In the final battle against Miroku Amagi, Ageha is overcome with rage at Miroku’s attempt to kill his sister and cut off the last bit of human connection he has stopping him from reaching true impartiality. His ability, the Melzez Door, takes over his body and gives him a new form, where he becomes unable to hold back his anger and hatred for this man. While it had been heavily suggested up to this point that the nature of humanity is to act according to one’s own beliefs and not what is correct or incorrect, Ageha here refuses to listen to Miroku, and simply crushes him. Whether this is morally justified or not, Ageha is becoming more and more like Miroku. Number 7 even notes that she chose Ageha to help her because he reminds her of Miroku.
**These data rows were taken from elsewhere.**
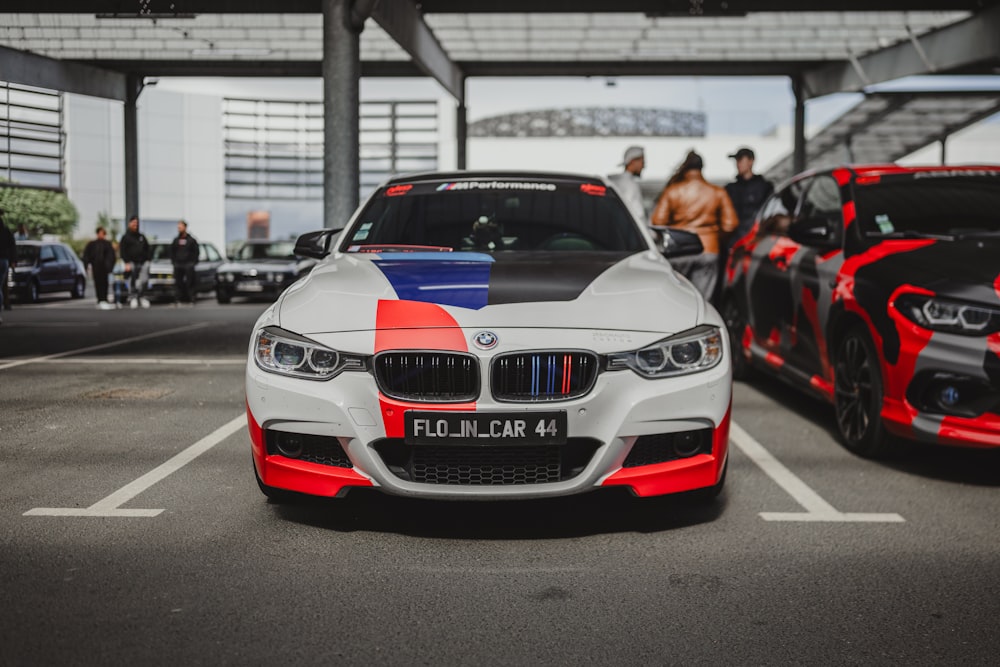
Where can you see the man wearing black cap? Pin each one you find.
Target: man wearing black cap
(748, 191)
(627, 182)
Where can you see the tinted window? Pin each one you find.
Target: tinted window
(27, 255)
(277, 250)
(928, 204)
(777, 212)
(496, 215)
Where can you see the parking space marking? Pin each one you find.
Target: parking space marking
(816, 508)
(103, 346)
(111, 505)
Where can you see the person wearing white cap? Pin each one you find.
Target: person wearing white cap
(627, 182)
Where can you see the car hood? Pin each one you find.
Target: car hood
(265, 265)
(620, 291)
(961, 269)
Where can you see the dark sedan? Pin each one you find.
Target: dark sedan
(260, 268)
(44, 267)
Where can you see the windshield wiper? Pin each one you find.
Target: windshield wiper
(909, 234)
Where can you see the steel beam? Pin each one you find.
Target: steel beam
(964, 46)
(30, 69)
(341, 114)
(402, 21)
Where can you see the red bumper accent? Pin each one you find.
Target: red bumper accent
(696, 472)
(301, 476)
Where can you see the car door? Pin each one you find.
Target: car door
(769, 295)
(811, 272)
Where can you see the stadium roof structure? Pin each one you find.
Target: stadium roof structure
(886, 126)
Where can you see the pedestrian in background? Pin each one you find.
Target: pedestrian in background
(627, 182)
(8, 258)
(135, 254)
(747, 192)
(99, 257)
(184, 256)
(690, 203)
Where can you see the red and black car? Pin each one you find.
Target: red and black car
(878, 289)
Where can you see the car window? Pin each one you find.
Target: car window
(276, 250)
(518, 214)
(776, 215)
(27, 255)
(821, 200)
(928, 203)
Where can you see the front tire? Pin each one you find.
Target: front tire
(857, 396)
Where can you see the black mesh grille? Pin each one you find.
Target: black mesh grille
(543, 376)
(437, 377)
(662, 447)
(324, 450)
(474, 465)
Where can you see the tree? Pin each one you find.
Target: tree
(41, 211)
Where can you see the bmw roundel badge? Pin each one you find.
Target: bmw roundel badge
(485, 340)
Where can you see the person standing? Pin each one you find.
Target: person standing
(99, 258)
(8, 258)
(748, 191)
(627, 182)
(135, 253)
(690, 203)
(184, 256)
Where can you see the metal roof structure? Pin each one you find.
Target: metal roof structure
(886, 126)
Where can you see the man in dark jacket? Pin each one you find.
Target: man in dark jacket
(8, 257)
(134, 249)
(748, 191)
(184, 256)
(99, 257)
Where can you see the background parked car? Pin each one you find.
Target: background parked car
(878, 289)
(260, 268)
(43, 267)
(161, 271)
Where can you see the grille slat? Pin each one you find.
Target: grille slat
(543, 376)
(438, 377)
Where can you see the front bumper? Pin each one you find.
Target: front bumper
(622, 414)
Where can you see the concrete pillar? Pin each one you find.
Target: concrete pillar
(341, 113)
(133, 86)
(461, 131)
(799, 149)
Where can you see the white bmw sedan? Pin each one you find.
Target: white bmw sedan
(481, 335)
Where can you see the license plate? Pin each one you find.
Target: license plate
(482, 428)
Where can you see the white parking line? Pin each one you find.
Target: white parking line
(816, 508)
(102, 346)
(111, 505)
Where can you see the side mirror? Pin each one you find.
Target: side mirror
(677, 242)
(815, 233)
(315, 244)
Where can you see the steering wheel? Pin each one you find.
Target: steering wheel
(568, 241)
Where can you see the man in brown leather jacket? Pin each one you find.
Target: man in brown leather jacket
(691, 203)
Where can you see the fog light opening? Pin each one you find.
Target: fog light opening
(289, 445)
(687, 444)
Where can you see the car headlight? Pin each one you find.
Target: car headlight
(688, 352)
(286, 353)
(949, 316)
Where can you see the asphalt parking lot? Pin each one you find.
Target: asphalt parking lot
(133, 531)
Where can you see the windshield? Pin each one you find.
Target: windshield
(929, 203)
(27, 255)
(513, 214)
(276, 250)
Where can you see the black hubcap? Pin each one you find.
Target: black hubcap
(853, 390)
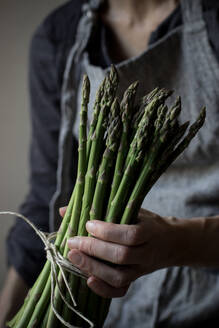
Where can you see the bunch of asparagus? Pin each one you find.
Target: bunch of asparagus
(127, 149)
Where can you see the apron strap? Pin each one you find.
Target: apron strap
(191, 11)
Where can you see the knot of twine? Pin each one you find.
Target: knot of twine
(56, 259)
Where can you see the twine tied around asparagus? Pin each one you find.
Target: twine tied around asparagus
(56, 259)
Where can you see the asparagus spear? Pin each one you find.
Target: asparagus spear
(95, 154)
(126, 109)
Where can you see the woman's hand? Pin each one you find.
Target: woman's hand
(119, 254)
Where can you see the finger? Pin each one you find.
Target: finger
(123, 234)
(114, 276)
(144, 214)
(62, 210)
(114, 253)
(103, 289)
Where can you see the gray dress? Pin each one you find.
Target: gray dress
(183, 60)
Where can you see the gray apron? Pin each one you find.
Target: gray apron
(182, 60)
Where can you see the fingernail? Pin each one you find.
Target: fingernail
(74, 258)
(91, 226)
(73, 242)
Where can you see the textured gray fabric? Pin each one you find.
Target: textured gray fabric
(183, 61)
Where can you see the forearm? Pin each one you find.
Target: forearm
(12, 296)
(196, 242)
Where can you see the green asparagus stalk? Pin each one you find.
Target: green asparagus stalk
(126, 109)
(79, 190)
(95, 154)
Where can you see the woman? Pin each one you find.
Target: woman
(180, 232)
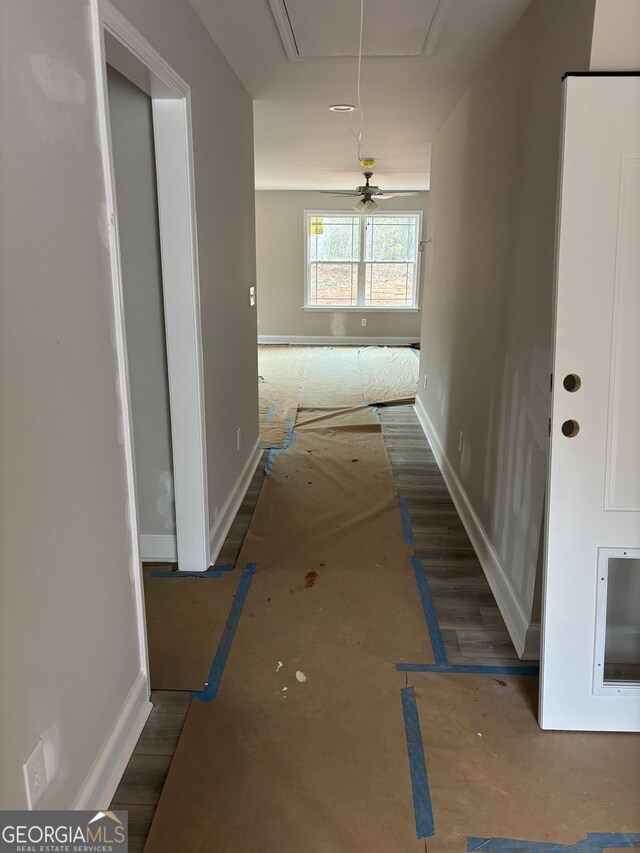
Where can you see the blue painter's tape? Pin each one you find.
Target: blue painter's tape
(224, 646)
(271, 458)
(595, 842)
(467, 668)
(435, 635)
(417, 766)
(406, 522)
(212, 572)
In the aftermath of the fight, Ageha is once again worried by his own turbulent emotions. If Ageha represents destruction, then one can only invoke change by accepting the destruction within themselves, however Ageha was swallowed by it. The one who can change the world is one who can accept the destructive nature of humanity, not one who denies it as Miroku does.
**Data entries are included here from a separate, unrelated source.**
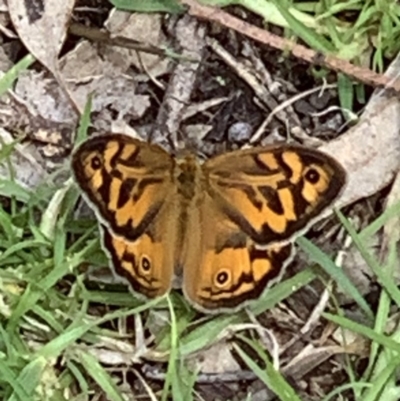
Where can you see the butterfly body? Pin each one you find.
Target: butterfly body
(223, 227)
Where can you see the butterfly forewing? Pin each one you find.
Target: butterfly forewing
(272, 193)
(126, 181)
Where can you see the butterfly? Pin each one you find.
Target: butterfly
(224, 228)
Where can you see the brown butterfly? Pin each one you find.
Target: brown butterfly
(223, 227)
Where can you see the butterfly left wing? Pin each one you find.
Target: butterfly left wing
(274, 192)
(125, 180)
(130, 186)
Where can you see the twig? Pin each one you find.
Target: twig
(215, 14)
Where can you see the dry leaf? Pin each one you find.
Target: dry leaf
(42, 27)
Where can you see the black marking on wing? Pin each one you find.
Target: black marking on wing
(148, 285)
(278, 259)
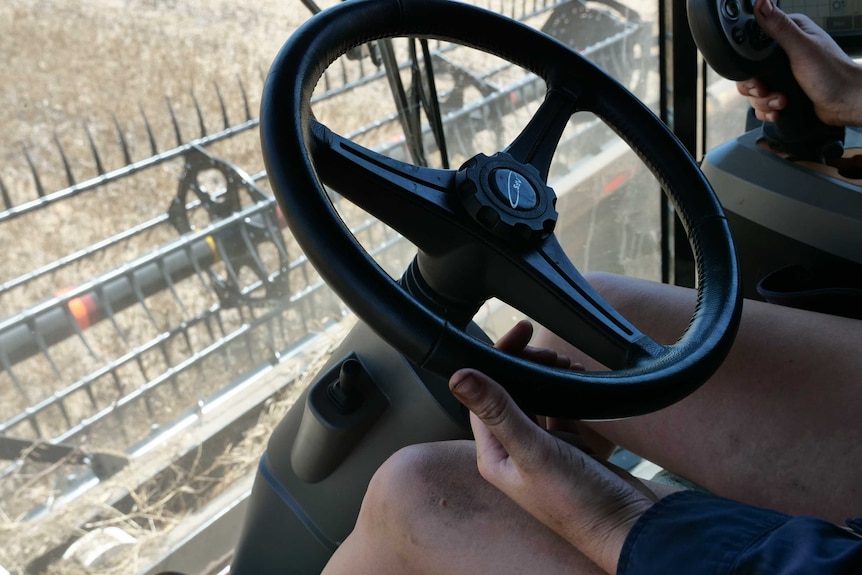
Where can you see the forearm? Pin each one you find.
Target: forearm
(690, 532)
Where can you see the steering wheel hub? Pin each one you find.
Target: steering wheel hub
(507, 198)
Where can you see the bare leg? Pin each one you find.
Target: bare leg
(778, 425)
(427, 510)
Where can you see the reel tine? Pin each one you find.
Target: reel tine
(69, 177)
(200, 114)
(99, 168)
(40, 190)
(127, 157)
(174, 121)
(225, 120)
(4, 192)
(244, 100)
(153, 147)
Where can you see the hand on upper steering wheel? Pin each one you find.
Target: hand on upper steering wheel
(589, 503)
(830, 78)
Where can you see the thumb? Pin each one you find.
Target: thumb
(777, 24)
(496, 409)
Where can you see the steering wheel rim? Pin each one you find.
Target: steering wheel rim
(291, 140)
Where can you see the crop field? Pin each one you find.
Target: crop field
(92, 74)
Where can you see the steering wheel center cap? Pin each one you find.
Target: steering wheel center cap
(512, 187)
(507, 198)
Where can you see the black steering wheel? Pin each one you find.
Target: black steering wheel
(486, 230)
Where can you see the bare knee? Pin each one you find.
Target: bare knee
(421, 487)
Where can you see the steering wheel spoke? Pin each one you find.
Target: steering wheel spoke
(549, 288)
(536, 144)
(415, 200)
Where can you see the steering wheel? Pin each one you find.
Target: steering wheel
(486, 230)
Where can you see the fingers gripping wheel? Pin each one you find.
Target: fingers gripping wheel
(501, 244)
(730, 39)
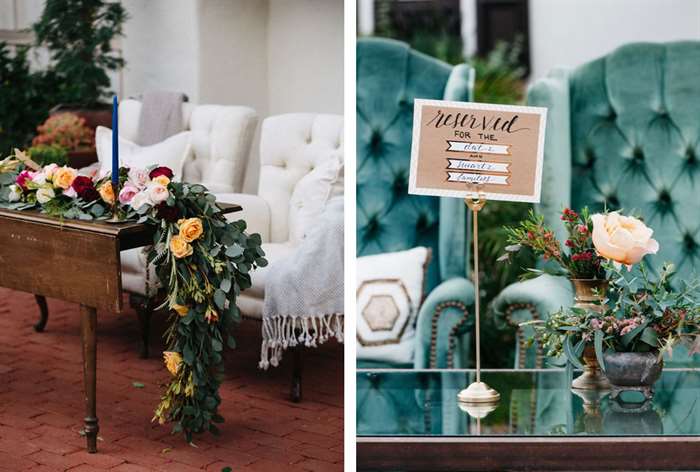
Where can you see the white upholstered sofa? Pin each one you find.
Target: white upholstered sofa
(293, 147)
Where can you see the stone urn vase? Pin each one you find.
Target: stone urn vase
(635, 371)
(590, 295)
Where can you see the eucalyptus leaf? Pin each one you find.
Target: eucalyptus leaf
(598, 337)
(570, 353)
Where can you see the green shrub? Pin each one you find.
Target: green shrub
(44, 154)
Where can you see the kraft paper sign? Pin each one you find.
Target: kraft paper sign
(462, 148)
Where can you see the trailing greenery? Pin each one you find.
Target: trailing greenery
(645, 316)
(79, 35)
(202, 261)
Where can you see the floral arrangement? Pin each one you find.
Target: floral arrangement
(67, 130)
(643, 315)
(202, 261)
(591, 239)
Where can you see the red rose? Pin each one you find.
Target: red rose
(161, 171)
(168, 213)
(85, 188)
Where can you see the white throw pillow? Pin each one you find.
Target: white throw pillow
(311, 193)
(389, 294)
(172, 153)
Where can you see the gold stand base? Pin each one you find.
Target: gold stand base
(591, 379)
(479, 392)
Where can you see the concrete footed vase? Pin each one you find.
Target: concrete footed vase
(633, 371)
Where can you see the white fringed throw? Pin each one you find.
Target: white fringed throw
(304, 291)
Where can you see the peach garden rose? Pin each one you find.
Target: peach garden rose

Ageha struggles to accept, however. Naturally so, no one person can achieve true enlightenment, and “accepting destruction” is not a naturally positive thing either. The light and the dark, human nature, is complicated, nobody will ever be satisfied with one single conclusion, other than the one you decide for yourself.
The final battle is against Ouroboros, which was earlier mentioned to be a reference to the deity of creation and destruction, the snake which continuously swallows itself in an endless circle. Wholeness, infinity. Ageha confronts the present Miroku, in his new “monstrous” form. By becoming a monster, he’s able to confront humanity’s destroyer. However, he is gravely injured during the fight and nearly dies. He is awakened from his 6 month coma by his friends calling out for him. The only way for one to truly confront humanity’s, they must steep themselves in said darkness, but through the bonds and connections you’ve formed, you tether yourself to reality, no matter how far gone you may be, no matter how hopeless the future may be.
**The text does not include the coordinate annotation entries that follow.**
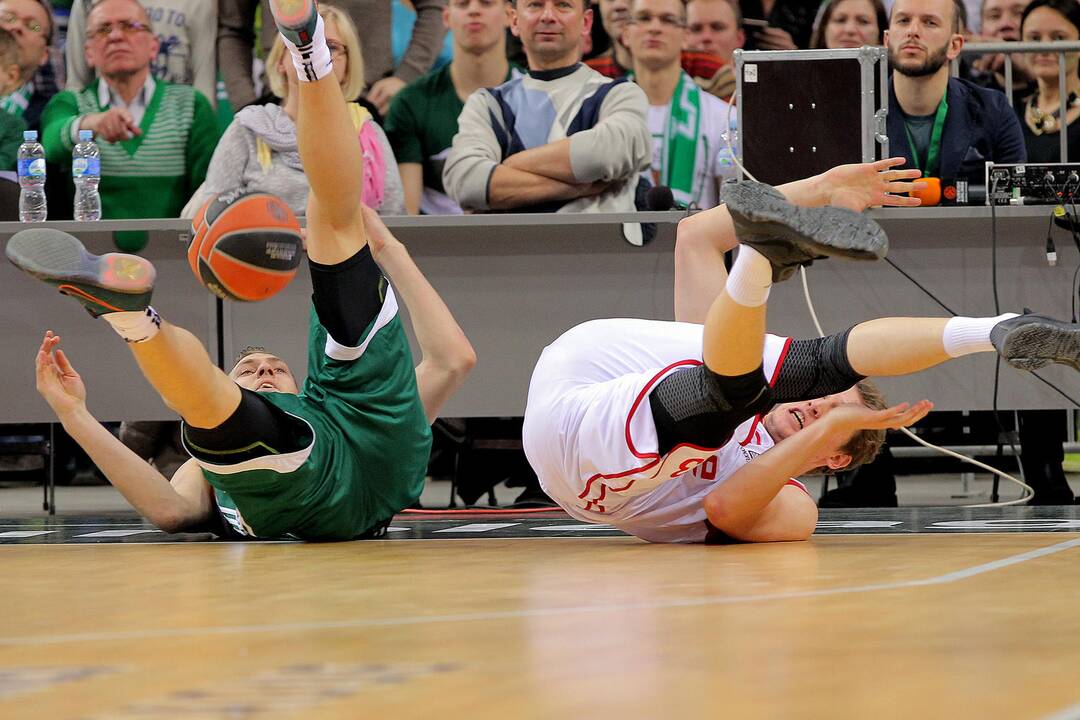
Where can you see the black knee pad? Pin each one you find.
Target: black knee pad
(255, 430)
(815, 368)
(348, 296)
(701, 407)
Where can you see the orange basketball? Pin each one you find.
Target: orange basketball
(245, 245)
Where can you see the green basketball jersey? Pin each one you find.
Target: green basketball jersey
(364, 440)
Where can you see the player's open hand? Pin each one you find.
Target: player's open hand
(872, 185)
(57, 380)
(852, 417)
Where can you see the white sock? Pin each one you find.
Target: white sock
(963, 336)
(751, 277)
(313, 60)
(135, 326)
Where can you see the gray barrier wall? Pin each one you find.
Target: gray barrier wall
(515, 282)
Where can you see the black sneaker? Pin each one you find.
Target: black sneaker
(1030, 341)
(103, 283)
(791, 235)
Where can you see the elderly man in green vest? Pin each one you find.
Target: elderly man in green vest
(156, 138)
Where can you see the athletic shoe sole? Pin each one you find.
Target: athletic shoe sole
(791, 235)
(1029, 342)
(296, 19)
(106, 283)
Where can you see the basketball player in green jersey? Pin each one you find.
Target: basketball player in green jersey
(334, 461)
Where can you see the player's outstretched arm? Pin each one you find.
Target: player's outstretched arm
(754, 504)
(170, 506)
(447, 355)
(703, 239)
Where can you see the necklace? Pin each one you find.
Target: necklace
(1045, 122)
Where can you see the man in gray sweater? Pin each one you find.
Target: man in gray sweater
(563, 138)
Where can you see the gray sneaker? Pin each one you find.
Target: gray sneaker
(791, 235)
(106, 283)
(1030, 341)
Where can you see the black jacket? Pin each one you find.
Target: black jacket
(980, 126)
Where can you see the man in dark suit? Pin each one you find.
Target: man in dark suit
(945, 126)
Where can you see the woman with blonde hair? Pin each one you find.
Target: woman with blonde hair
(258, 150)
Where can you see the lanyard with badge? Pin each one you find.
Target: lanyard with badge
(935, 140)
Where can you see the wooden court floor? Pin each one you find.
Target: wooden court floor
(842, 626)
A common symbol that reappears throughout the series is phones. By picking up mysterious phone calls from Nemesis Q, later revealed to be Miroku’s sister Number 7, the heroes are transported into the future, so that they may find out the truth about Miroku for her. Although Number 7 portrays herself as a hardened, empty person, describing herself as above the good and bad that humans are so engulfed by, ultimately she began the story so that she could get closer to her brother and learn why he became such a person, even if she doesn’t say it like that.
Phones are the method through which the characters are able to communicate with themselves in the present and future. Phones connect people. Nemesis Q’s catchphrase whenever transporting the heroes between times is “This world is connected.” You see how it becomes relevant by the end of this manga. As much as it may feel impossible to communicate with people sometimes, or as much as you may feel like you can’t even communicate with yourself, through basic human kindness, embodied by Number 7 through her message to Miroku and telephones through their connection to Number 7 herself, the world may become connected once again, and we can face our future with a smile.
No matter what happens down the road, our world is connected. Thank you for reading.